HERO FROM THE SKY
HiRO the Drone Will Change Emergency Medical Treatment
“I remember thinking, ‘I can see my grandma’s house. But an ambulance can’t get out there!’”
Shortly after five o’clock on a Sunday evening in February 2013, a severe EF4 tornado ripped through Hattiesburg, Mississippi. Winds whirling up to 170 mph tore through town, warping what seemed solid and upending the community. A church’s steeple was ripped off, along with roof after roof on main street. A vehicle parked near the baseball stadium was taken up by the twister and spit out near the pitching mound in the middle of the field, according to the storm report.
As soon as he saw the wreckage on TV—homes reduced to rubble, power lines snapped, mangled trees and traffic lights—Dr.
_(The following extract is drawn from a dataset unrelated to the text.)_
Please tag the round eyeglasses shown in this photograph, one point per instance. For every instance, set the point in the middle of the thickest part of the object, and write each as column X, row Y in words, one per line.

Italo Subbarao panicked.
“I remember thinking, ‘I can see my grandma’s house,’” he recalled. “’But an ambulance can’t get out there!’”
That his grandmother was remote and isolated from emergency help ignited worry within Subbarao, an osteopathic physician specializing in emergency care.
So he began tinkering with a solution: an aerial ambulance that could fly above the chaos on the ground, with live-saving medical supplies in tow.
With the help of a team led by Dennis Lott, director of the unmanned aerial vehicle program at Hinds Community College in Mississippi, and Guy Paul Cooper Jr., D.O., then a fourth-year medical student at the William Carey University College of Osteopathic Medicine (where Subbarao is a senior associate dean), a new drone was born. They gave the modified DJI S1000+ drone a name worthy of a comic book cover: HiRO (Health Integrated Rescue Operations).
HiRO was “unveiled” in October. In the field, the drone acts as a 911 link to a remote, on-call doctor, who uses an augmented reality interface to give bystanders instructions to provide simple, Good Samaritan medical care until emergency personnel arrive.